For objective 1 of the study, a state-wide quantitative survey was conducted. A required sample size of n = 384 was calculated for 5% precision at 95% confidence level and an additional 10% was added to account for non-response. Systematic random sampling was done to select a representative sample of MAS from the complete list of the 3700 MAS existing in Chhattisgarh, covering all 20 cities under NUHM. The actual survey was able to cover 401 MAS across the state. The survey tool included questions related to the domains of healthcare, food security and nutrition, gender-based violence, sanitation, drinking water and social environment (substance abuse-related problems in the locality). For each MAS covered in the sample, questions were posed to either the chairperson or treasurer. Where both the office bearers were not available to respond, one of the remaining members of MAS acted as the respondent.

For the remaining objectives (2 to 5), qualitative data was collected in 3 cities.
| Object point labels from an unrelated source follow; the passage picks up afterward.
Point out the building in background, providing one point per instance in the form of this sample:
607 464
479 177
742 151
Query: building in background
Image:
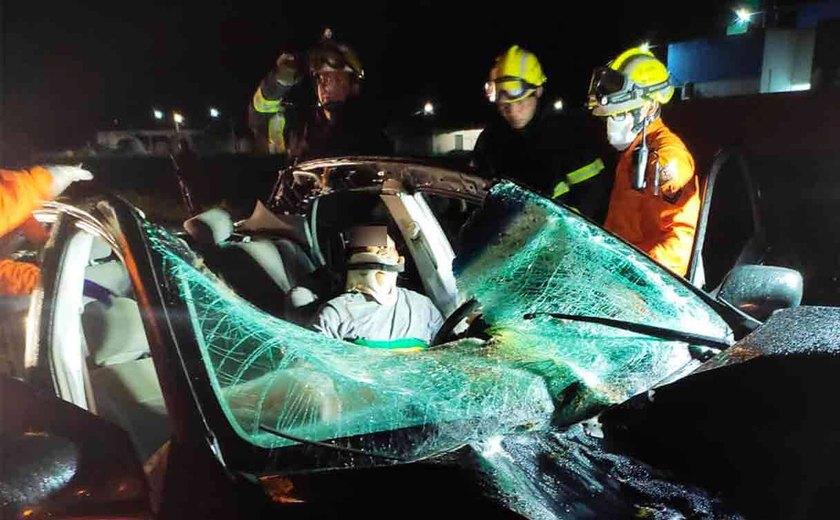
762 53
To ensure an adequate sample, the principle of saturation was followed [40]. 20 Focus Group Discussions (FGDs) were conducted with MAS across three cities in which a total of 159 members participated. For each discussion, the dialogue continued until MAS members had nothing left to share with their fellow members and the facilitator. This was continued until no new information, and insights were coming out of the discussions. Five FGDs were also carried out with members of communities in which MAS worked (34 participants). The same stopping criterion was followed to meet data saturation. In-depth interviews were conducted with 5 Mitanin Trainers, 3 nurses, 2 doctors working in primary health centres and 2 NUHM officers to understand the perspectives of the stakeholders from NUHM.

Ethics approval

for the study was obtained from the Institutional Ethics Committee of the State Health Resource Centre, Chhattisgarh. All the participants were informed about the purpose of the study and informed consent was obtained from the participants.

Data analysis

Quantitative data was analysed descriptively and confidence intervals (CI) were reported at 95% for the key indicators. Qualitative data, including focus groups and in-depth interviews, were analysed using the CMOC framework as a guide for analysis [41]. The CMOC framework underpinned the iterative process of reflection and adaptation, and analysis of data to identify relations between contexts, mechanisms of change, and outcomes under five broad themes and sub-themes under each theme [31]. The following themes were included: action strategies used by MAS, factors facilitating the action, barriers faced by MAS and the sources of motivation of MAS members.

The Initial Programme Theory (IPT) was developed by interviewing one of the program implementers’:

A participatory process will be adopted for the selection of women representatives by the community members which will be facilitated by the Mitanins and their supervisors. Women living in urban slums who care about the “well-being of the community”, and display leadership qualities will be selected for MAS. They will be able to work on women’s issues better than others, hence, the decision to form “women’s’ collective” was taken. MAS members will be trained informed by a rights-based approach, and emphasized on the role of social determinants of health, and included demonstration of real-life situations, and how to address them gain knowledge required to work on the issues. MAS members will gain rights-oriented understanding and attitudes to address these issues MAS members will be able to identify the issues related to health and social determinants of health like food security, gender-based violence, drinking water, sanitation and hygiene by keeping an oversight and monitoring of programmes and through regular dialogue with the community, especially women. Meetings conducted by MAS will allow for facilitation of their work by Mitanin and their supervisors. Each Mitanin will look after 1 MAS to ensure effectiveness of the action of MAS. Each MAS will be provided with “untied funds” for 5000 rupees per year which will be entirely up to the discretion of MAS members. Hence, all these factors will make MAS effective in identifying and addressing the problems of the community.

Results

Out of the 401 MAS covered in the quantitative survey, 92.1% had been in existence for nine years or more. All the respondents were women. Around 29.4% of the participants belonged to the vulnerable social groups of scheduled castes and tribes and 59.5% belonged to the category known as the other backward classes. While in case of 69.5% of the MAS, an office bearer (chair/treasurer) was the respondent, other members responded for the remaining MAS surveyed. Around 89.2% of the respondents had received training from Mitanin Trainers at least once. Out of the surveyed MAS, 97.3% (96.1-98.5%) had conducted their monthly meeting during the preceding month.

The various types of action taken by MAS has been listed in Figure-1.

Fig. 1
figure 1

Multiple action strategies used by MAS

Proportion of MAS engaged in various action

Table 1 reports the proportion of MAS engaged in action on the six domains over the three-year period preceding the survey. The action on improving people’s access to benefits of food security and nutrition programmes was most common, followed by the action on sanitation.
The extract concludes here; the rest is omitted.